Taste would have remained a three-martini daydream except that I picked up the phone to call Chiki Sarkar—hoping at best for kindly advice. In a little over an hour, I came away with a co-conspirator, fellow editor and the best kind of friend—the kind who is right by your side on a mad adventure of your making. But we were still missing someone who would build this wondrous box. Someone who would intuit our aspirations and give them unique form—with generosity and genius. Thanks to our great good luck, we found Kriti Monga.

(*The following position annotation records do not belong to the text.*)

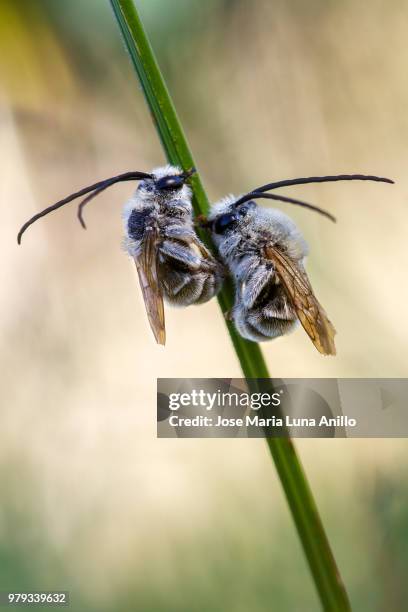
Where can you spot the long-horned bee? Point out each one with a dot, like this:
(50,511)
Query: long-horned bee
(266,253)
(172,262)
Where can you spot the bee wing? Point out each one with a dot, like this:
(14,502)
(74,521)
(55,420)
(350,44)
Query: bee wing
(309,311)
(146,265)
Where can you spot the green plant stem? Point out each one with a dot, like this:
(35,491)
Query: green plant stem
(298,494)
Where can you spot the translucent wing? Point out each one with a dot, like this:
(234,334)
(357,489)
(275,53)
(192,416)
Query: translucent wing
(146,265)
(310,313)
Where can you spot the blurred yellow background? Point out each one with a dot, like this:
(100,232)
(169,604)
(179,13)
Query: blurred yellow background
(92,502)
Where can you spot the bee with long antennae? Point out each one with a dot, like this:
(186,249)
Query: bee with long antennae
(265,253)
(171,261)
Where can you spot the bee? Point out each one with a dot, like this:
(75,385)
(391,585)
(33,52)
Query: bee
(266,254)
(171,261)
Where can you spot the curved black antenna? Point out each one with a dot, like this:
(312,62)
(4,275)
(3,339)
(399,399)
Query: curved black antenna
(85,201)
(323,179)
(271,196)
(187,174)
(126,176)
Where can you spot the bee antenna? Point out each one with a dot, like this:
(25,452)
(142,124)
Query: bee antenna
(254,195)
(97,188)
(323,179)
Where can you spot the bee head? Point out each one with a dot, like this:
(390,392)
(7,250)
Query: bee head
(226,216)
(166,180)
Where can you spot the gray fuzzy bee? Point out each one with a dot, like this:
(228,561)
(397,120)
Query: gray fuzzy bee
(266,253)
(171,261)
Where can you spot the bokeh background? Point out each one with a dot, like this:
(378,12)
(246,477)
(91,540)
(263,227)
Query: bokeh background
(91,501)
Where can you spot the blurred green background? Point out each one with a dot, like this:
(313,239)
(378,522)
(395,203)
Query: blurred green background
(91,501)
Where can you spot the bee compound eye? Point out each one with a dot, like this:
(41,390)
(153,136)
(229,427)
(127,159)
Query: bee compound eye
(170,182)
(224,222)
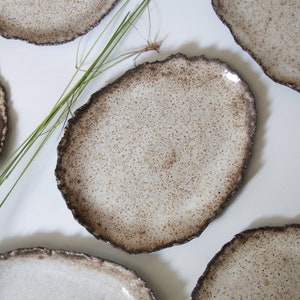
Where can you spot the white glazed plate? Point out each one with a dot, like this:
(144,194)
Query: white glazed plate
(35,214)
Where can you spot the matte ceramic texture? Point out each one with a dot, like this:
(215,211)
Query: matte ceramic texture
(261,263)
(269,31)
(153,157)
(3,117)
(40,273)
(50,22)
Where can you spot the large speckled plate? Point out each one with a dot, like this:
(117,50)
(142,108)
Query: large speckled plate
(50,21)
(3,118)
(261,263)
(39,273)
(153,157)
(269,31)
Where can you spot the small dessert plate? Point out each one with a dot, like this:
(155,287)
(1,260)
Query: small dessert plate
(40,273)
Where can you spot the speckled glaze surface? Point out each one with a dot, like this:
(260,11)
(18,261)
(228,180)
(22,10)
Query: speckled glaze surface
(40,273)
(269,31)
(153,157)
(261,263)
(50,21)
(3,117)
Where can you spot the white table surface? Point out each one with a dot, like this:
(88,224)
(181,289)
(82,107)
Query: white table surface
(36,214)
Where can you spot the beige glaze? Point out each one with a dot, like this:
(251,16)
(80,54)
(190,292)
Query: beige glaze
(39,273)
(269,31)
(50,21)
(154,156)
(262,263)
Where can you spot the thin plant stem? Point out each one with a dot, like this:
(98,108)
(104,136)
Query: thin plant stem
(61,110)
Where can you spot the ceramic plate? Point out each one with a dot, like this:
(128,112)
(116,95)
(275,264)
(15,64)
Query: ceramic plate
(36,214)
(39,273)
(50,22)
(168,141)
(269,31)
(262,263)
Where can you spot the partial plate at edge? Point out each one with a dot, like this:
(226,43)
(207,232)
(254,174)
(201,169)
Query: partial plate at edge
(269,31)
(40,273)
(50,22)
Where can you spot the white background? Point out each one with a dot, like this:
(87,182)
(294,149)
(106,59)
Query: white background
(36,215)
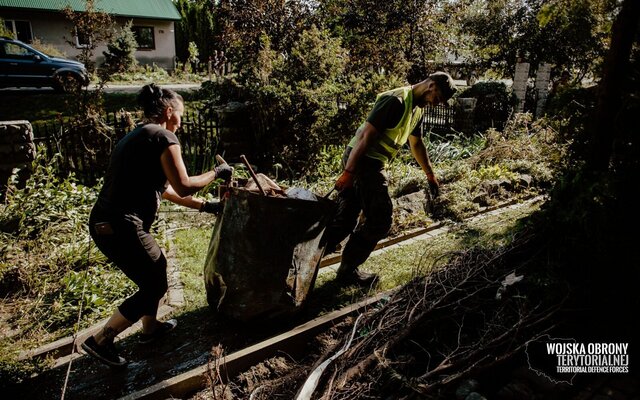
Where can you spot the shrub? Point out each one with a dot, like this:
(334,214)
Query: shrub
(120,54)
(495,104)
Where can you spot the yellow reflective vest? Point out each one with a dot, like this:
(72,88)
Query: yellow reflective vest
(390,141)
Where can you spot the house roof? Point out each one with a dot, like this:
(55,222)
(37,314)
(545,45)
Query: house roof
(152,9)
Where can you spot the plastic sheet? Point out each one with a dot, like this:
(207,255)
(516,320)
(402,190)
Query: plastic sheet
(264,254)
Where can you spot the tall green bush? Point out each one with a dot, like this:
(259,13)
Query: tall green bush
(120,54)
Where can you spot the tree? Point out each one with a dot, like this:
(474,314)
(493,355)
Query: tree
(568,33)
(245,21)
(404,38)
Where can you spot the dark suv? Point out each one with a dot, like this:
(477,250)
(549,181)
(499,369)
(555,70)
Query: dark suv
(23,66)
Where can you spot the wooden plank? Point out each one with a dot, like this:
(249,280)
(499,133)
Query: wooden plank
(62,347)
(195,379)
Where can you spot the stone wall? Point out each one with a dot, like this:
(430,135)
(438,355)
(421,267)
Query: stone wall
(17,150)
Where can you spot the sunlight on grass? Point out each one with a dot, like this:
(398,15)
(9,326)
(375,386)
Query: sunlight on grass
(396,265)
(191,250)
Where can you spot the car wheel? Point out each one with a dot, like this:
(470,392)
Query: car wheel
(67,83)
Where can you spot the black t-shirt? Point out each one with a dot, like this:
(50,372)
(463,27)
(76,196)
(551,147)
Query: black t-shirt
(135,180)
(387,113)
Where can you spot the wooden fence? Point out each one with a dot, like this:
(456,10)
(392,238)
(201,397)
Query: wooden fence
(85,151)
(439,119)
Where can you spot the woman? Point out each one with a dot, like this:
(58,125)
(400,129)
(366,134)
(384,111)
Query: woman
(145,166)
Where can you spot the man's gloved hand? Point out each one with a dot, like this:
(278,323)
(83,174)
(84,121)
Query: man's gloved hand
(212,207)
(224,172)
(434,186)
(345,180)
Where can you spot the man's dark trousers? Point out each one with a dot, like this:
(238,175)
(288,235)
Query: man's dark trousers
(369,194)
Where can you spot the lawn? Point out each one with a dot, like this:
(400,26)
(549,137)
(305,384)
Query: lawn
(36,106)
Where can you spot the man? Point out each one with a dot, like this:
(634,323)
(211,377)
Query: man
(396,117)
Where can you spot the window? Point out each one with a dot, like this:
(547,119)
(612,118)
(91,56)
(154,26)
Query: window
(12,50)
(82,40)
(145,37)
(21,30)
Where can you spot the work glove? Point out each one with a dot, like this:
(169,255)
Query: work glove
(224,172)
(212,207)
(345,181)
(434,186)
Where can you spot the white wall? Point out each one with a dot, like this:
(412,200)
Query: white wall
(54,29)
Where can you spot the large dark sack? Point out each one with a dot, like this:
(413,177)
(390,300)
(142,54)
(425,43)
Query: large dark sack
(264,254)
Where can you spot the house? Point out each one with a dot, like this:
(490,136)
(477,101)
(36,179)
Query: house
(153,25)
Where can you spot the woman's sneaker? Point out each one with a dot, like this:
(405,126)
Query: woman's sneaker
(106,353)
(161,330)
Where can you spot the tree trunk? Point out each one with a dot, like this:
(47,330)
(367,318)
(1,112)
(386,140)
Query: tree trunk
(612,86)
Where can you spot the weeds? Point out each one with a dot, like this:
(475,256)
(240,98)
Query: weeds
(47,259)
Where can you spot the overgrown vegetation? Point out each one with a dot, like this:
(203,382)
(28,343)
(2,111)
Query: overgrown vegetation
(119,56)
(49,267)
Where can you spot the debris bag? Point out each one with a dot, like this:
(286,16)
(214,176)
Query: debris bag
(264,254)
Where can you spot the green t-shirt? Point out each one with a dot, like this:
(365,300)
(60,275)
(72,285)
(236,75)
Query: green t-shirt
(387,112)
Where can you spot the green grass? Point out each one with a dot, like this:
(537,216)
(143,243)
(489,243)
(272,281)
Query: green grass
(396,266)
(38,107)
(191,250)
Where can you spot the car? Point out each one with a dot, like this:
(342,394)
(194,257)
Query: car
(23,66)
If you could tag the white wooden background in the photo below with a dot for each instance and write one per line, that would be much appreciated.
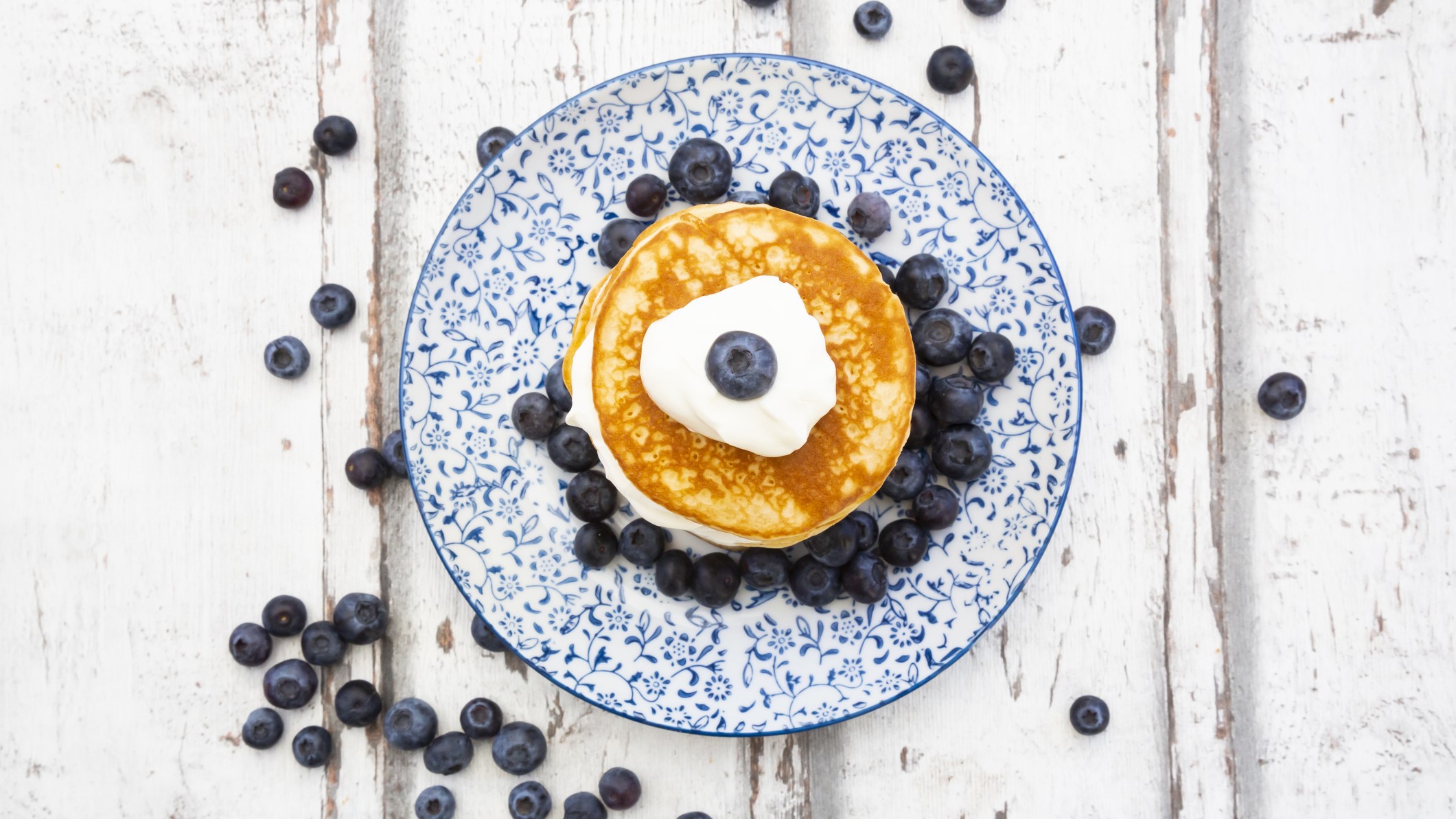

Artist, master craftswoman, design maven—no single designation can fully capture her work on this book. It is what makes Taste singular and memorable.
I leave you with this one last thought. Taste is above all sensual. It is to be held, seen, touched—much as this book. Our greatest hope is to make you feel—to inspire in you the same overpowering urge to shout into the wind of bland monotony. And, of course, have a jolly good time doing it.